Time for Bulls to rise again

Given the somewhat depressing start to the season, the Easter weekend seems a good time to be pondering whether South African rugby can rise again. In week four of the Super 12, the Stormers played poorly and lost, the Cats played well and lost, the Bulls played out of their skins and won, while the less said about the Sharks the better.

This week, the long Antipodean sojourn of the Bulls and Stormers comes to an end with fixtures against the Waratahs in Sydney for the latter, and the Hurricanes in Palmerston North for the former. Notwithstanding last week’s exceptional performance by the Bulls, both sides would go a long way towards redeeming their reputations with a win.

The Stormers won their opening game of the season against the Sharks, which allowed them to be more upbeat about a draw with the Highlanders in week two than their performance that day justified. A narrow defeat by the Brumbies in Canberra maintained the illusion of a Rolls Royce about to judder into life, but it was a battered Toyota Corolla that left the field in Sydney last week.

Familiar problems have beset the Stormers. Their lineout against the Waratahs was poor, but no more so than it was for much of last season, due in part to the scattergun feeding of hookers Pieter Dixon, Tjoepie van den Heever and Dawid Britz.
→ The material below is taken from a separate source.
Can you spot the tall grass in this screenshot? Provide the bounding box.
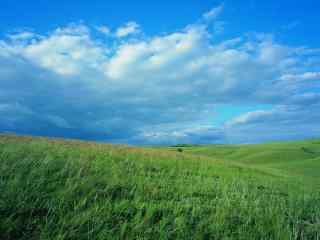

But at least last year coach Gert Smal could rely on the athletic presence of Selborne Boome. This year Britz is unavailable while he contests a drug ban, while Boome and Van den Heever are campaigning in Europe. Gerrie Britz was signed as a straight swap for Boome, but as ever the problem lies with the alternatives.

Quinton Davids has been on the scene long enough now for us to know what he brings to the game: he is a nice focal point for a forward drive and tidy in the scrum, but his lineout skills are almost non-existent. Joe van Niekerk won a stack of ball at the tail of the line in years gone by, but he is currently a pale shadow of that dynamic young presence.

Which raises the issue of form and quality. A host of Tri-Nations-winning Springboks are currently playing on reputation and not much else. De Wet Barry and Marius Joubert are a case in point at the Stormers, and then there’s Bakkies Botha at the Bulls. The upside of this is that our players are not peaking too early; the downside may be that they don’t peak at all.

At least Heyneke Meyer’s long wait for a win in the Super 12 is over. In the aftermath of the win over the Hurricanes, Meyer was less than sanguine about critics who wrote his team off, but there was little else that could have been said with the evidence at hand.

The Bulls were simply awful against a very ordinary Highlanders outfit a week earlier, playing the kind of ”bash it up” rugby that gives South Africans a bad name. Against a Hurricanes team that had won three games on the road, they ought to have had no chance.

The problem that faces Meyer now is how to do it all again a week later. Win against the Warriors and his team will have earned nine or 10 out of a possible 20 points down under. With five games at Loftus to come and one in Durban, that would install them as genuine title contenders.

Defeat, on the other hand, would all but consign them to also-ran status.